Los expedientes de Epstein hacen difícil descartar la cuestión de la mala conducta en cargos públicos como algo frívolo. En 2003/04 parece que, como diputado laborista, recibió 75.000 dólares de Jeffrey Epstein. Lord Mandelson dice que no recuerda estos pagos. Seis años más tarde, Lord Mandelson reveló información gubernamental sensible durante la crisis bancaria en 2009 a Epstein, un delincuente sexual convicto, mientras era miembro del gabinete. Los correos electrónicos sugieren que aconsejó al banco estadounidense JP Morgan que “amenazara” a la canciller británica, lo que aparentemente hizo, por un impuesto propuesto sobre las bonificaciones de los banqueros. La firma de lobby Global Counsel tenía entonces como cliente a JP Morgan.

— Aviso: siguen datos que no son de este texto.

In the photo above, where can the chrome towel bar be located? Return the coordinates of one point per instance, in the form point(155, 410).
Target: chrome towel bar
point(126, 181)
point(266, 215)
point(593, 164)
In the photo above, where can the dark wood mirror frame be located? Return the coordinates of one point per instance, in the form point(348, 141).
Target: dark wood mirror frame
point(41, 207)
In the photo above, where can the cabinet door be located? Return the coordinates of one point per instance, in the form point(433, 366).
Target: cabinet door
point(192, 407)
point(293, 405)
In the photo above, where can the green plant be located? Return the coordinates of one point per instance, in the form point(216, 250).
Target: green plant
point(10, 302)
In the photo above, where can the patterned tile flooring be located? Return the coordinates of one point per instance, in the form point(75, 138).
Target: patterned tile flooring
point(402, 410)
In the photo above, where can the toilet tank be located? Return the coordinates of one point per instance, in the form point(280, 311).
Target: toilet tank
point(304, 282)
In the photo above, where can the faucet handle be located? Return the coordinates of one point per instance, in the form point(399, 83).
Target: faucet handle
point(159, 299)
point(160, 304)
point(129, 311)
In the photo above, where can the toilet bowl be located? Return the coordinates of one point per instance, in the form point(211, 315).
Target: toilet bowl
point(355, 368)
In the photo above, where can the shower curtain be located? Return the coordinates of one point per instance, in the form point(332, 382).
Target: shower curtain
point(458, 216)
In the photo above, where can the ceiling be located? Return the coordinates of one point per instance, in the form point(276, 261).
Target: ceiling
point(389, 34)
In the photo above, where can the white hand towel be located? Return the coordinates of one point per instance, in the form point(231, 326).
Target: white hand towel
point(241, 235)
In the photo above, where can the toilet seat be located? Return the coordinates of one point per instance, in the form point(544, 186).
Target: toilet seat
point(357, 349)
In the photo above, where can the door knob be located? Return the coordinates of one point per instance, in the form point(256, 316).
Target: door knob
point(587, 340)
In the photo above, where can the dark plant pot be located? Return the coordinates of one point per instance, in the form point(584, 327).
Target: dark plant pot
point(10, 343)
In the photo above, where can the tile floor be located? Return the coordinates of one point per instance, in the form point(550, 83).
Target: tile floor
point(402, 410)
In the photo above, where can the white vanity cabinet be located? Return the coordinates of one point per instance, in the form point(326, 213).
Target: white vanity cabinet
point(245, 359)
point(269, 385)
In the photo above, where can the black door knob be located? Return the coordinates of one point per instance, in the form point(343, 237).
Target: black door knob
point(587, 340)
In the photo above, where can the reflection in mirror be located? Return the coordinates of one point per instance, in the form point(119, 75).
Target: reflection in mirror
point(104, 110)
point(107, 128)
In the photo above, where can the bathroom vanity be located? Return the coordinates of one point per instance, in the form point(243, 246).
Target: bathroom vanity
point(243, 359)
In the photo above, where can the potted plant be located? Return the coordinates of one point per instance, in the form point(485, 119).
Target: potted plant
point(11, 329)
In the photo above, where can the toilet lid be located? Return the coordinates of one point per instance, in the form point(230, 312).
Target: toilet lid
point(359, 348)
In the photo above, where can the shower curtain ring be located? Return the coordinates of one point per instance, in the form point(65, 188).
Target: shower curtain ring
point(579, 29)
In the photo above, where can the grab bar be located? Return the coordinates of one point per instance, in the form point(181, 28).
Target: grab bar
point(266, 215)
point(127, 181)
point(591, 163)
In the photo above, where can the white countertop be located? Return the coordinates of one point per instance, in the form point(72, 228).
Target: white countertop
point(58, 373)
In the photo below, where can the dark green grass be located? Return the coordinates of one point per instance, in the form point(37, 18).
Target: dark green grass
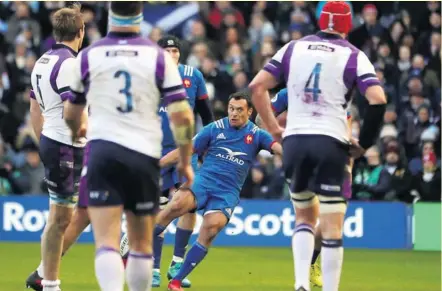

El juicio de Sir Keir ha sido sospechoso desde que contrató a Lord Mandelson, cuya carrera ha sido controvertida, como embajador de Gran Bretaña en Estados Unidos. El compañero finalmente fue despedido sobre sus vínculos con Epstein. Sin embargo, incluso cuando el Departamento de Justicia de Estados Unidos publicó tres millones de documentos de los archivos personales de Epstein que mostraban a su colega miles de veces, no hubo expulsión automática, ni acción legislativa, ni ajuste de cuentas institucional. Una vez que el dinero entra en la casa de un ministro mientras él o ella está en el cargo, el argumento de que “no hay ningún beneficio personal” desaparece. “¿Definitivamente detuviste al submarino Reinaldo?” » Lord Mandelson bromeó con Epstein en 2010 refiriéndose al dinero de su marido. Se trata de apoyo financiero a nivel familiar, desde un financiero deshonrado hasta la familia de un ministro en servicio.
Los pagos, según muestran los registros, tuvieron lugar cuando Lord Mandelson era secretario comercial. Él públicamente crítico las Reglas Volcker propuestas por la administración Obama en un discurso en Nueva York, una intervención que siguió a una cena privada con Epstein. Lo peor aún estaba por llegar. En la noche del 9 de mayo de 2010, en el punto álgido de la crisis de la eurozona, los correos electrónicos sugieren que Lord Mandelson envió un mensaje a Epstein diciéndole que “Un plan de rescate de 500 mil millones de euros” estaba “casi completo”. El paquete se anunció oficialmente a la mañana siguiente, después de una cumbre que duró toda la noche. Consistía en información sensible a los precios sobre un rescate masivo y aún confidencial, transmitida a un financiero privado antes de que se abrieran los mercados. No hay necesidad de fingir que hubo transacciones: la divulgación seguramente cruzó la línea.
Lord Mandelson debería abandonar la Cámara de los Lores. Sus acciones merecen una investigación. Pero no se trata sólo de un par: es una prueba para el Partido Laborista. facciones pro-empresariales que valoran la proximidad a la riqueza como madurez política. El Partido Laborista de Sir Keir buscó “credibilidad” ante los mercados. El caso Epstein nos recuerda que la riqueza no es moralmente neutral. Como advirtió Balzac, detrás de toda gran fortuna se esconde un gran crimen. La mala conducta en un cargo público tiene que ver con el abuso de la confianza pública, algo tan vago que rara vez se procesa en el Reino Unido. Un nuevo estatus ofensa está en marcha la penalización del abuso de funciones. Pero un partido que confunde acceso con virtud blanquea poder a cambio de dinero.